Monday, February 06, 2017

When the Process Determines the Outcome


Every so often, a great metaphor comes along and commands that you use it.


And so I’m writing about Breezewood, PA.


According to an uncommonly good New York Times piece, Breezewood, PA has managed over the years to maintain its position as the unlikely connector between two major highways.  If you’re trying to get from I-70 onto the Pennsylvania Turnpike -- as many do -- you have to pass through the traffic lights and restaurants of Breezewood.  


Apparently, it’s a traffic nightmare.  It’s well-known among long distance truckers as a time suck.  Regular travelers have some choice words for it.  Yet it endures.  Why?


Because it provides jobs in an otherwise struggling area, and the decision-making process in Pennsylvania for major road projects is basically inductive, starting at the most local level and working its way up.  Therefore, the only people with the jurisdiction to raise the issue of Breezewood are the folks who have it in their district.  And they’re not going to kill the goose that lays the golden eggs.  The folks who work at the roadside stands get votes.  Travelers don’t get votes.  The last time it came up, the solution was...to repave the roads through Breezewood.

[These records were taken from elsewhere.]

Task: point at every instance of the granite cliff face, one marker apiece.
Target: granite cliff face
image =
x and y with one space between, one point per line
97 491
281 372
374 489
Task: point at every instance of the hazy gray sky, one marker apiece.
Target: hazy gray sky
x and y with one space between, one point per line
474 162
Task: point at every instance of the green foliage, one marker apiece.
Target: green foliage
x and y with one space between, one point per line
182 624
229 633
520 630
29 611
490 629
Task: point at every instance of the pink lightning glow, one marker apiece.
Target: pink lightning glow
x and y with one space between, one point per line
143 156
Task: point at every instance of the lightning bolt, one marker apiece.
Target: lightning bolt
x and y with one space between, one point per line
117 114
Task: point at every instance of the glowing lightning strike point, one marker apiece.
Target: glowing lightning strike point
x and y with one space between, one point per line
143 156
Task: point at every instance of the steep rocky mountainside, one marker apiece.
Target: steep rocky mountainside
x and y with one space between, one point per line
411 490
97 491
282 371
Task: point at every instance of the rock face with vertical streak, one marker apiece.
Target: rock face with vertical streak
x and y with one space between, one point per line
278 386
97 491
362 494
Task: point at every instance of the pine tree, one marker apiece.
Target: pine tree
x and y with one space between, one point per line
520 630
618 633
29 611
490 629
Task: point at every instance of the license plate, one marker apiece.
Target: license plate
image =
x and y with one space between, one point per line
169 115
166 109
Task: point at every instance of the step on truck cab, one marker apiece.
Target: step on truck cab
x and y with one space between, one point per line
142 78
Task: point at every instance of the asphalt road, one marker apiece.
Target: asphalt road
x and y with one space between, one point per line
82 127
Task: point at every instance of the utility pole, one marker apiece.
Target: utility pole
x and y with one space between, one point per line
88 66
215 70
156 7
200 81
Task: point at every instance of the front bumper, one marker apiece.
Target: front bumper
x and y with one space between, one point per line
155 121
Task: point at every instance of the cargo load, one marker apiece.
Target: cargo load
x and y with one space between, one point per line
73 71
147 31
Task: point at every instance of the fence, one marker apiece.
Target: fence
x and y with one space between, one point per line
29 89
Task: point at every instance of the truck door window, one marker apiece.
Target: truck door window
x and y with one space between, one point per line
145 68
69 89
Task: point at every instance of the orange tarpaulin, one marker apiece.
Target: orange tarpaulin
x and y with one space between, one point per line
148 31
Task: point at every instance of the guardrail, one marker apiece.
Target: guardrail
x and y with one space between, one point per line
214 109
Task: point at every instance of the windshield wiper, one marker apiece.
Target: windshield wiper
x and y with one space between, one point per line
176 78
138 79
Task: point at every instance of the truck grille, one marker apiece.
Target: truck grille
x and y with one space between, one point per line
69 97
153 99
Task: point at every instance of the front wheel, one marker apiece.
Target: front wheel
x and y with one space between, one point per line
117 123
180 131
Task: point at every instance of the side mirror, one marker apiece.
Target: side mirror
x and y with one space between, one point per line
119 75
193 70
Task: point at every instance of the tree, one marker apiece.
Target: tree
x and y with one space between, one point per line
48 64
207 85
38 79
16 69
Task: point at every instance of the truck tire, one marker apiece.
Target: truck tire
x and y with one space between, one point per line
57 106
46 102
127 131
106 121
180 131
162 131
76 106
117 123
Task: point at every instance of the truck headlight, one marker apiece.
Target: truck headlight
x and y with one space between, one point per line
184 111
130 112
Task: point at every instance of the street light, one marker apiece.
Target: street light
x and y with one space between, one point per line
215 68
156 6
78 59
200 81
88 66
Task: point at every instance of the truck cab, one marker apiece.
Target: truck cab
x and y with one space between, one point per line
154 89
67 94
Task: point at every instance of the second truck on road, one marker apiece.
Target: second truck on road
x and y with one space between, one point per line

This is why it endures.  A few people to whom it means a lot own the process.  Everyone else -- a far greater number -- to whom it’s a maddening and arbitrary delay doesn’t get a vote.


I suspect that as long as the process stays the way it is, Breezewood will continue to thrive.  


In administration, there’s any number of Breezewoods.  They’re initially unintended consequences of other policies, but over time, they take on lives (and constituencies) of their own.  Well-meaning people come along and see the problem, but find themselves unable to make meaningful changes because the process is designed to get the results it gets.  What should be a simple enough fix doesn’t get made because doing it would require the political equivalent of major surgery.  Drivers can gripe, but as long as they don’t vote accordingly, angry drivers have a lower political cost than angry locals.


I’ve seen a variation on Breezewood in the way that many colleges do strategic planning.  Rather than starting with a strategy and then planning implementation, they start with a bottom-up process designed to include everyone.  Naturally, everyone opens with “my area needs more.”  When the input is aggregated, every area needs more.  But budgetary reality sets in, most can’t get what they wanted, and folks walk away convinced that the process was a sham.  It may not have been consciously intended to be a sham, but it worked as if it had been.  What looks like deference or humility from central administration -- we won’t set a theme -- winds up becoming centrally driven by default.  If all those inputs cancel each other out, and resources are limited, well, someone has to balance the books.


If you don’t consciously set a direction, you default to the direction your structure dictates.  And every structure dictates them.  


That’s not an argument for abandoning structures, but it is an argument for changing them from time to time.  Any given arrangement tends to pull in one direction or another.  That’s especially true when the arrangements are old enough that people start to behave as if the gaps make sense, and they start forming expectations around them.


For example, and borrowing from previous colleges, I’ve started requiring program reviews here to engage external consultants relevant to their field.  For vocational programs, that means a local employer; for a transfer program, that means someone in their discipline at a nearby four-year school.  The idea is to get away from the echo chamber effect that can happen -- despite good intentions -- when reviews are based on the structure they’re reviewing.  Sometimes you need fresh eyes.  Over time, I’m hoping to get different reviewers for each cycle to maintain that reality check.  Without it, too many reviews fall back on “our area needs more,” without ever questioning whether what they’re doing makes sense.  


Wise and worldly readers, I’m sure there are more Breezewoods out there.  What’s yours?